- Interactive map of Svynaryn
- Svynaryn Location of Svynaryn within Volyn Oblast Svynaryn Location of Svynaryn within Ukraine
- Coordinates: 50°57′N 24°40′E﻿ / ﻿50.950°N 24.667°E
- Country: Ukraine
- Oblast: Volyn Oblast
- Raion: Kovel Raion
- Time zone: UTC+2 (EET)
- • Summer (DST): UTC+3 (EEST)

= Svynaryn =

Svynaryn (Свинарин; Świnarzyn) is a village in Volyn Oblast (province) Ukraine; before World War II, part of Wołyń Voivodeship, Poland. Other names: S'vinazhyn, Swinarzyn, Svinazhin.

==World War II==
Under German occupation in World War II, a heavily fortified Ukrainian command headquarters of the UPA-North resided in the Świnarzyn Forest. Between January and March 1944, the town was one of several sites of battle between the Volhynia 27th Infantry Division of the Polish Home Army consisting of almost 8,000 men and women under Kazimierz Bąbiński, and the Ukrainian Insurgent Army.

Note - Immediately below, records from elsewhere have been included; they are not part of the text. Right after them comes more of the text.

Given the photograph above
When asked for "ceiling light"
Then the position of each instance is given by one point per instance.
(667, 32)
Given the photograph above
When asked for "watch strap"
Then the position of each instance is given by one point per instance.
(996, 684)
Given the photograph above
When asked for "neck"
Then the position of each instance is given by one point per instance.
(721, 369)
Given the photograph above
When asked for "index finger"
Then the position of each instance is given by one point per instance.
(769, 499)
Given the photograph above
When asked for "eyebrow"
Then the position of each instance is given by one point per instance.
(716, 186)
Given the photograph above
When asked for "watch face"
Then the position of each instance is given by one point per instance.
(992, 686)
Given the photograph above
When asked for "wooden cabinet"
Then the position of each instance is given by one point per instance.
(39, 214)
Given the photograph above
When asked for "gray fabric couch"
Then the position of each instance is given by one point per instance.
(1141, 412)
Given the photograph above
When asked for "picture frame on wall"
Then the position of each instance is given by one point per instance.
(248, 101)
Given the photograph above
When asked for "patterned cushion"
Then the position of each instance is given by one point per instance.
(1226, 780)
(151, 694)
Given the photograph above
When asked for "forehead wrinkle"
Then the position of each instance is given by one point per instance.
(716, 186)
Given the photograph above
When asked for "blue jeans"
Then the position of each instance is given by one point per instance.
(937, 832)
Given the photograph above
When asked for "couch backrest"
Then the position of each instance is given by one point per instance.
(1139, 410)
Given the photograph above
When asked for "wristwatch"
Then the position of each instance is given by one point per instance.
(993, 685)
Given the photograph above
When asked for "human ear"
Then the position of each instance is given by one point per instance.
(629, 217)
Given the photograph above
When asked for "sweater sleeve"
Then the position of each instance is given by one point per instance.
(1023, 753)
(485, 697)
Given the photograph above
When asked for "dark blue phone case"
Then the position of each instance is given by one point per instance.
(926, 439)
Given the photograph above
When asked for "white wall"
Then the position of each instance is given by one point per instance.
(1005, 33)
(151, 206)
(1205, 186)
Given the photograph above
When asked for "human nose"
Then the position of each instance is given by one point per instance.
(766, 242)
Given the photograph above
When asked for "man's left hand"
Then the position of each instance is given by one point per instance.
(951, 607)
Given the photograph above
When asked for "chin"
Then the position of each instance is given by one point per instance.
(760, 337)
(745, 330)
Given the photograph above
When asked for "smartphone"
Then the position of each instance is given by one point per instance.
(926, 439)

The 27th Division gave support to local self-defence against the UPA raids during the wave of massacres of Poles in Wołyń Voivodeship.

Nearby cities and towns include: west, Koloniya Verbichno Pervoye (2.7 nm); north: Verbichno (2.8 nm), Tulichev (3.1 nm), Cherniyuv (1.2 nm); east: Makovichi (2.1 nm), Serkizuv (2.1 nm); south: Chesnuvka (4.4 nm), Osekruv (2.1 nm). Altitude: 202 meters, or 666 feet.